Suroth avait entendu cet aphorisme par hasard, puis fait châtier l’insolent qui le déclamait. Cela posé, la vérité restait la vérité.

— Réfléchis, Suroth ! S’ils avaient su ce que tramait l’héritière, le capitaine Musenge et ses hommes seraient partis la même nuit que Tuon. À présent, ils la cherchent. Tu dois tout faire pour la trouver la première, mais en cas d’échec, ses Gardes de la Mort ne la protégeront peut-être pas tant que ça. Dans ton armée, tous les soldats savent qu’une partie des Gardes au moins sont complices d’une usurpatrice. De l’avis général, cette femme et tous ceux qui la soutiennent devraient être écartelés, leurs restes enfouis dans un donjon. En secret, pour que la honte ne retombe pas sur l’Empire.

Ce plan tenait la route… Repérer un groupe de Gardes de la Mort serait assez facile. Si elle apprenait combien d’hommes Musenge avait emmenés, Suroth pourrait envoyer Elbar avec une force cinquante fois supérieure. Non, cent fois, pour compenser les damane. Ensuite…

— Grande Maîtresse, tu as conscience que je ne peux pas m’autoproclamer Impératrice avant d’être sûre du décès de Tuon ?

— Ça va de soi, fit Semirhage, de nouveau amusée – un glas joyeux, en voilà encore une nouveauté ! Mais n’oublie pas : si Tuon se remontre, ça ne me dérangera pas. Alors, ne tarde pas à agir.

— C’est compris, Grande Maîtresse. Je tiens à monter sur le trône, et pour ça, il me faut tuer l’Impératrice.
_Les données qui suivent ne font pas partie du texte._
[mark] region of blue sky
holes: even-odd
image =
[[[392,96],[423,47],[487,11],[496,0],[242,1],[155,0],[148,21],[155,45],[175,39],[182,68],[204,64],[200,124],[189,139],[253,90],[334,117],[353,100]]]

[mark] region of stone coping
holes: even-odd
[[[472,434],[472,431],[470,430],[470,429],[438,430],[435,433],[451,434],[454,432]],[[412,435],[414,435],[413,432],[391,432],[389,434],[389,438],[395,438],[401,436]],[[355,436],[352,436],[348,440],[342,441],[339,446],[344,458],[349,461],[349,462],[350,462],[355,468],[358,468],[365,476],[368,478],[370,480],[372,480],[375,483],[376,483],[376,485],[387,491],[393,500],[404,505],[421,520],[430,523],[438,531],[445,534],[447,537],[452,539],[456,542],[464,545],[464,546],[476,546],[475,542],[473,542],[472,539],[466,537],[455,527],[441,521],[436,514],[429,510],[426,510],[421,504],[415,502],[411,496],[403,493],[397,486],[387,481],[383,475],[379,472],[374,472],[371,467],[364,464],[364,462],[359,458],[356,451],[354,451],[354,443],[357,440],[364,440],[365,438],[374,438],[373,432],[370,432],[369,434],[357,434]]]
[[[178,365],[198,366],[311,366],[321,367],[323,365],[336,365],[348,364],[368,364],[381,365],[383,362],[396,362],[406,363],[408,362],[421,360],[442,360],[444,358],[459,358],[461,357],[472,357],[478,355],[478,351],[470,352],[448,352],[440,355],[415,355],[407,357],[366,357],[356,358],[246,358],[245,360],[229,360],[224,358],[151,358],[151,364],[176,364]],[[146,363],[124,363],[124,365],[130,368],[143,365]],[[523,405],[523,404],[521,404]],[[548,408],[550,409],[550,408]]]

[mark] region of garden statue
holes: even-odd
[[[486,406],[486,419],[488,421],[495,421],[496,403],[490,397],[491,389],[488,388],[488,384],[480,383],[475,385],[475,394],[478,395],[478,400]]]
Au fil des minutes, cette idée devenait de moins en moins choquante.

Selon Pevara, les appartements de Tsutama Rath dépassaient toutes les limites de la flamboyance pour sombrer dans le gouffre sans fond de l’extravagance.

Les modestes origines de Pevara – fille d’un humble boucher – n’étaient pour rien dans ce jugement. Le salon, par exemple, lui mettait les nerfs en pelote. Sous des moulures dorées sculptées en forme d’hirondelles en plein vol, deux des murs étaient tendus de tapisseries du plus mauvais effet. L’une « offrait » aux regards un parterre de roses rouges et l’autre un gros buisson de Prostanthera aux fleurs grosses comme les deux mains croisées de Pevara. Sans les dorures et les sculptures qui auraient largement suffi à un trône, les chaises et la table auraient pu être agréables à regarder. Même chose pour les lampes et le manteau de la cheminée, en outre sculpté d’étalons au galop. Au-dessus d’un foyer en marbre veiné de rouge, l’effet était garanti…
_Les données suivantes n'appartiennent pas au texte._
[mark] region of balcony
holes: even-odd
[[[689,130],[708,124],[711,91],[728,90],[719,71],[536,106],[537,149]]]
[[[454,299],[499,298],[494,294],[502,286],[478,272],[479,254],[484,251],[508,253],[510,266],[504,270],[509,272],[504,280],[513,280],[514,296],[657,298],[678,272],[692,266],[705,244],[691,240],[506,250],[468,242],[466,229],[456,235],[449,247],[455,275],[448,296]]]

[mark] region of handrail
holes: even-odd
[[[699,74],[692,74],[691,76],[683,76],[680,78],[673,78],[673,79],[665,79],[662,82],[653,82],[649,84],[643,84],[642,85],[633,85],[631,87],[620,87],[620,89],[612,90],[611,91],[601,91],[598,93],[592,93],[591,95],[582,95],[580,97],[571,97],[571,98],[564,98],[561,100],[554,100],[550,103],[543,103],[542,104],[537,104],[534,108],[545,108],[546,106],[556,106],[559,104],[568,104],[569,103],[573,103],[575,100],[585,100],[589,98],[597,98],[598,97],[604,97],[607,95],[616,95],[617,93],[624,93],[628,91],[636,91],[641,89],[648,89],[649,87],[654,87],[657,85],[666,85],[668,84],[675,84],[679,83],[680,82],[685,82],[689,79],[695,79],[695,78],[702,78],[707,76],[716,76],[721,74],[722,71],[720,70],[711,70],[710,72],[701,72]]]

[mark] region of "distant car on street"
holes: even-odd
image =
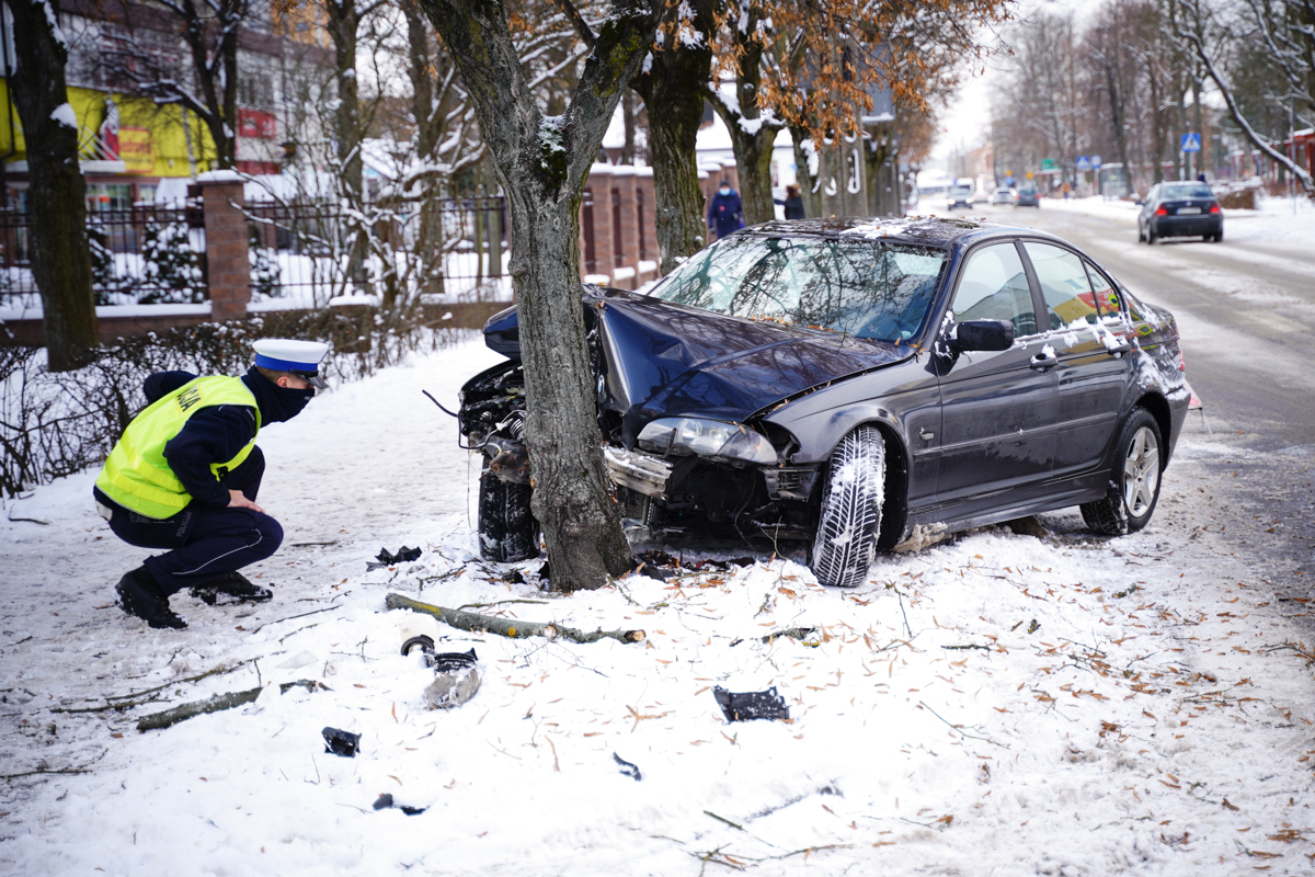
[[[1147,193],[1137,216],[1137,241],[1155,243],[1198,234],[1206,241],[1224,239],[1224,214],[1208,185],[1161,183]]]
[[[973,184],[956,181],[949,187],[949,195],[947,196],[947,208],[953,210],[957,206],[970,208],[973,205]]]

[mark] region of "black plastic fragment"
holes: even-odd
[[[375,798],[375,810],[388,810],[396,807],[405,813],[408,817],[414,817],[417,814],[425,813],[427,807],[408,807],[405,803],[393,803],[393,795],[384,792],[377,798]]]
[[[785,698],[776,693],[776,686],[765,692],[727,692],[721,685],[713,689],[717,705],[722,707],[727,722],[748,722],[750,719],[789,719],[790,707]]]
[[[473,648],[468,652],[439,652],[429,659],[430,667],[434,668],[435,673],[451,673],[467,667],[475,667],[479,660],[480,656],[475,653]]]
[[[325,752],[341,755],[345,759],[356,757],[356,752],[360,749],[359,734],[338,728],[325,728],[321,734],[325,736]]]
[[[639,782],[640,780],[644,778],[644,776],[639,772],[638,764],[631,764],[630,761],[626,761],[615,752],[611,753],[611,760],[621,765],[622,773],[625,773],[627,777],[634,777],[635,782]]]
[[[388,548],[380,548],[379,554],[375,555],[375,559],[379,563],[391,567],[394,563],[410,563],[412,560],[419,560],[419,548],[408,548],[406,546],[402,546],[397,550],[397,554],[388,551]]]

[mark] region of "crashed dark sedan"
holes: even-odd
[[[584,305],[630,526],[803,540],[827,585],[1064,506],[1144,527],[1190,400],[1173,317],[1028,229],[768,222]],[[485,455],[484,555],[515,560],[538,546],[514,309],[484,331],[509,360],[466,384],[460,429]]]

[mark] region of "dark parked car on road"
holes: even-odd
[[[586,287],[608,471],[633,526],[797,539],[857,585],[914,533],[1064,506],[1147,525],[1186,415],[1173,317],[1045,233],[951,218],[768,222],[650,295]],[[510,358],[466,384],[485,557],[537,554]]]
[[[1201,235],[1224,239],[1224,214],[1219,199],[1205,183],[1160,183],[1147,193],[1137,214],[1137,241]]]
[[[1014,206],[1035,206],[1041,209],[1041,196],[1031,185],[1026,185],[1014,196]]]

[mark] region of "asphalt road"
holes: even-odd
[[[1230,234],[1245,220],[1227,217],[1223,243],[1147,246],[1128,221],[1045,206],[972,213],[1057,234],[1173,312],[1206,414],[1189,417],[1166,477],[1210,496],[1197,526],[1249,557],[1279,598],[1315,597],[1315,252],[1236,241],[1249,237]]]

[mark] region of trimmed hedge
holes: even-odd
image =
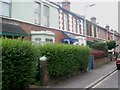
[[[92,50],[91,54],[94,56],[94,59],[105,57],[105,52],[101,50]]]
[[[29,41],[2,39],[2,90],[22,89],[34,82],[37,55]]]
[[[75,71],[82,71],[89,65],[90,48],[66,44],[38,46],[39,53],[48,58],[50,77],[64,77]]]

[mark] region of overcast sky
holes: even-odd
[[[54,2],[63,0],[51,0]],[[106,24],[110,29],[118,31],[118,0],[69,0],[71,2],[71,11],[84,15],[84,7],[92,3],[93,7],[86,9],[86,18],[97,18],[98,25],[105,27]]]

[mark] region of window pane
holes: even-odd
[[[44,5],[44,16],[49,16],[49,7]]]
[[[41,4],[37,3],[37,2],[35,2],[34,17],[35,17],[35,23],[40,24],[40,21],[41,21]]]
[[[40,15],[38,13],[34,13],[35,16],[35,23],[40,24]]]
[[[49,26],[49,7],[44,5],[44,26]]]
[[[41,4],[40,3],[35,3],[35,12],[40,13],[41,12]]]
[[[68,20],[67,15],[64,14],[64,30],[68,30]]]
[[[2,3],[2,15],[10,16],[10,4]]]

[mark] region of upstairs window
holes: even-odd
[[[11,16],[11,0],[1,0],[1,9],[0,15],[5,17]]]
[[[38,2],[35,2],[34,16],[35,24],[41,24],[41,4]]]
[[[44,26],[49,26],[49,7],[44,5]]]
[[[64,14],[64,30],[68,30],[68,17],[66,14]]]
[[[73,31],[76,32],[76,19],[73,19]]]

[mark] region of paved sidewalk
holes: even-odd
[[[49,88],[85,88],[114,69],[116,69],[115,62],[110,62],[99,68],[91,69],[86,73],[75,75]]]

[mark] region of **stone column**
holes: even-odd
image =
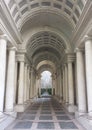
[[[60,103],[62,102],[62,83],[61,83],[61,70],[60,70],[60,75],[59,75],[59,95],[60,95]]]
[[[63,103],[65,103],[65,68],[63,68]]]
[[[65,102],[66,104],[68,103],[69,99],[68,99],[68,72],[67,72],[67,64],[65,64],[65,90],[66,90],[66,98],[65,98]]]
[[[73,66],[72,61],[68,62],[68,88],[69,88],[69,112],[75,112],[74,108],[74,83],[73,83]]]
[[[81,50],[77,50],[77,89],[78,89],[78,112],[79,115],[86,113],[86,87],[85,87],[85,69],[84,59]]]
[[[52,96],[54,95],[54,76],[52,75]]]
[[[20,61],[18,104],[23,105],[23,103],[24,103],[24,61]]]
[[[6,82],[6,100],[5,110],[6,112],[12,112],[14,110],[14,86],[15,86],[15,47],[9,49],[8,57],[8,69],[7,69],[7,82]]]
[[[27,64],[25,64],[25,73],[24,73],[24,75],[25,75],[25,82],[24,82],[24,102],[26,102],[27,101]]]
[[[88,114],[92,118],[92,39],[89,37],[85,40],[85,58]]]
[[[0,116],[4,108],[7,41],[0,37]]]
[[[29,70],[30,70],[30,68],[28,67],[28,69],[27,69],[27,100],[29,100],[29,84],[30,84],[30,82],[29,82]]]
[[[31,92],[30,97],[33,98],[33,69],[31,69]]]
[[[41,96],[41,76],[39,78],[39,96]]]
[[[14,105],[16,104],[16,91],[17,91],[17,71],[18,69],[18,62],[15,62],[15,86],[14,86]]]

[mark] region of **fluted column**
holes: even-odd
[[[13,111],[14,105],[14,86],[15,86],[15,48],[9,49],[8,57],[8,70],[7,70],[7,83],[6,83],[6,100],[5,110],[8,112]]]
[[[17,91],[17,74],[18,74],[18,62],[15,62],[15,86],[14,86],[14,105],[16,104],[16,91]]]
[[[24,102],[27,101],[27,64],[25,64],[25,72],[24,72],[24,76],[25,76],[25,79],[24,79]]]
[[[24,103],[24,62],[20,61],[18,104]]]
[[[68,86],[69,86],[69,104],[74,105],[74,83],[73,83],[73,66],[68,62]]]
[[[27,68],[27,100],[29,100],[29,85],[30,85],[30,82],[29,82],[29,71],[30,71],[30,68],[28,67]]]
[[[63,68],[63,103],[65,102],[65,68]]]
[[[0,115],[2,115],[4,108],[6,48],[7,48],[6,39],[4,37],[0,37]]]
[[[85,61],[88,113],[92,118],[92,39],[89,37],[85,39]]]
[[[84,114],[87,111],[86,106],[86,86],[83,52],[77,49],[77,89],[78,89],[78,112]]]
[[[30,97],[33,98],[33,69],[31,69],[31,92]]]
[[[65,90],[66,90],[66,98],[65,98],[65,102],[68,103],[69,99],[68,99],[68,72],[67,72],[67,65],[65,64]]]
Sur les guéridons, des porcelaines du Peuple de la Mer – quatre vases et six coupes, le tout hors de prix – voisinaient avec des statuettes en jade ou en ivoire. Pas des petites pièces, il fallait le préciser. Quant à la figurine de femme en train de danser, un peu plus modeste, elle semblait avoir été taillée dans un rubis géant.
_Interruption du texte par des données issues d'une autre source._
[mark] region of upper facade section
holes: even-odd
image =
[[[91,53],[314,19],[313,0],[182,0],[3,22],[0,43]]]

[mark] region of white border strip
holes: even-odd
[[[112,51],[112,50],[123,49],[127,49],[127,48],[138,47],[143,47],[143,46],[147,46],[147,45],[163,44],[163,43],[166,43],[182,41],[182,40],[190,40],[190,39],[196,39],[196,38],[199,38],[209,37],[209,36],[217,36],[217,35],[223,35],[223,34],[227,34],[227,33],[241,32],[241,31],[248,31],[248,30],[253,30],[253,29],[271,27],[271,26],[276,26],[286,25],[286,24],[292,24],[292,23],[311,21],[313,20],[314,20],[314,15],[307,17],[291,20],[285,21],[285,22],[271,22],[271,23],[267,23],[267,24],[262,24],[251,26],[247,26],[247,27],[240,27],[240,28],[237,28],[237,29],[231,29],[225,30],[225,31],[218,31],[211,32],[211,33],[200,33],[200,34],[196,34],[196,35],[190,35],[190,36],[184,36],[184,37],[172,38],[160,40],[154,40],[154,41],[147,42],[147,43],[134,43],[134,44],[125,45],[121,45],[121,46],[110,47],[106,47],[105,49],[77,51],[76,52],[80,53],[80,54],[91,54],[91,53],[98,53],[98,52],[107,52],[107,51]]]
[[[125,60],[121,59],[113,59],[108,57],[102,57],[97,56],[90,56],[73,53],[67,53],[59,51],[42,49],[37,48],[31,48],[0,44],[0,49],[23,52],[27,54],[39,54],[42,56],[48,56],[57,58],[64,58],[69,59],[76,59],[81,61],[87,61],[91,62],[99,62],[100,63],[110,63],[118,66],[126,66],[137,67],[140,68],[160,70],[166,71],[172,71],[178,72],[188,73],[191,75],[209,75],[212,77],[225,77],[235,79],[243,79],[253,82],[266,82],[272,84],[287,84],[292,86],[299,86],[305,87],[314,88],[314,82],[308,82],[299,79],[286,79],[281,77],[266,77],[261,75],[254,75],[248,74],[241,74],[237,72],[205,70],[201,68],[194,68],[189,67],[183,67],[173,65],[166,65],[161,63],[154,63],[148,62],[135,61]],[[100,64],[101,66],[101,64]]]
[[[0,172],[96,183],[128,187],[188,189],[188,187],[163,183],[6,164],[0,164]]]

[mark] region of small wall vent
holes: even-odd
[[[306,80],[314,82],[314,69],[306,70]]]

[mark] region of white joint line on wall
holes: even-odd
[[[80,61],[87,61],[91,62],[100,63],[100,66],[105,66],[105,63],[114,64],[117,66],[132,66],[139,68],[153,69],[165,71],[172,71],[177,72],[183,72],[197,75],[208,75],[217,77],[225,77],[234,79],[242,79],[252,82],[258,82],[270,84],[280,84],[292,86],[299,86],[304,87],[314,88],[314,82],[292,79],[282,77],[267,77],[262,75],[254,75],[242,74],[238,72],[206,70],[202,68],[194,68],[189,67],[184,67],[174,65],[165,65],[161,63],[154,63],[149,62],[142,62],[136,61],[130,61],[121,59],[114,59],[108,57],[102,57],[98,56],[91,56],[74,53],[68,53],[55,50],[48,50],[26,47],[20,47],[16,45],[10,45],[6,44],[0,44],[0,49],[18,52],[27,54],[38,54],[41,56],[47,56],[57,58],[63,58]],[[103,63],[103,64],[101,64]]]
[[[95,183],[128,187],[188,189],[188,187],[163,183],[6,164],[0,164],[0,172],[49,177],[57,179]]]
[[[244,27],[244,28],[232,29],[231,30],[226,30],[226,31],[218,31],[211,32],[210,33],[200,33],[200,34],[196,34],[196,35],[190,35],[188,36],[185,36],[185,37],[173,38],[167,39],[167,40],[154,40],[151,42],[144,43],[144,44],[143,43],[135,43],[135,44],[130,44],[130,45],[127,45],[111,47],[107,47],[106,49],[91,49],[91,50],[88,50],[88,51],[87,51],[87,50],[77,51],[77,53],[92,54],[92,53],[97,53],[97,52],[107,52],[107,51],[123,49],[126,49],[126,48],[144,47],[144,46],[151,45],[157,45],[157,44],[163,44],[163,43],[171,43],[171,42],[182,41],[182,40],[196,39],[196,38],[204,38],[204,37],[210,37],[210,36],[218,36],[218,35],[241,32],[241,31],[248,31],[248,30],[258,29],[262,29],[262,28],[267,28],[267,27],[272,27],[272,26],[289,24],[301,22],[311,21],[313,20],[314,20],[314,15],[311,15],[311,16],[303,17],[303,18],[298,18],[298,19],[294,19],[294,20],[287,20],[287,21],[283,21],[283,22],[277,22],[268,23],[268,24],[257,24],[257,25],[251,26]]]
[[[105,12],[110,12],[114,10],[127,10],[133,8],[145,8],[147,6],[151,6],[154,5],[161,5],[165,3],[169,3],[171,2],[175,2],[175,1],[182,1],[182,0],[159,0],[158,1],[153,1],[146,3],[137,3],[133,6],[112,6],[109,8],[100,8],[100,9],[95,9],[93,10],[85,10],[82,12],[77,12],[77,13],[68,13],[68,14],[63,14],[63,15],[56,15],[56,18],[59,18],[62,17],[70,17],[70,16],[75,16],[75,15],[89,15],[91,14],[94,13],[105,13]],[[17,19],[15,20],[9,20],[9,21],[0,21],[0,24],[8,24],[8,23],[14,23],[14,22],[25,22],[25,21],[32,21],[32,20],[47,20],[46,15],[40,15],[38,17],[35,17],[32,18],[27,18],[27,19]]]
Un grossier étalage de richesses, aux yeux de Pevara. Pour ne rien arranger, en plus de la pendule dorée qui reposait sur le manteau de la cheminée, on en trouvait une deuxième dans la chambre et une troisième dans le boudoir. Trois pendules ! Même sans dorure ni rubis, ç’aurait été ostentatoire.

Pourtant, la pièce faisait un écrin parfait pour la femme assise en face de Pevara et Javindhra. Là encore, le mot « flamboyance » s’imposait. D’une beauté hors du commun, Tsutama portait un filet d’or sur les cheveux et des pierres précieuses énormes ornaient le lobe de ses oreilles et brillaient autour de son cou. Comme toujours, elle était vêtue d’une robe de soie écarlate brodée de fils d’or qui, aujourd’hui, moulait étroitement son opulente poitrine. Sans la connaître, on aurait pu croire qu’elle cherchait à faire bouillir le sang des hommes. En réalité, longtemps avant d’être chassée de la Tour Blanche, elle ne faisait pas mystère de son aversion pour les mâles. Face à un chien enragé, elle aurait fait montre de plus de compassion que devant un membre de la gent masculine.

Avant son exil, Tsutama avait la réputation d’être plus dure que la pierre. Pourtant, lors de son retour parmi les Aes Sedai, beaucoup l’avaient vue comme un roseau brisé. Mais cette impression n’avait pas duré. Très vite, toutes les sœurs qui la fréquentaient s’étaient aperçues que son regard sans cesse en mouvement ne trahissait aucune nervosité. L’exil l’avait changée, certes, mais pas adoucie, très loin de là. Ses yeux, c’étaient ceux d’un félin en chasse, toujours à l’affût d’une proie ou d’un ennemi.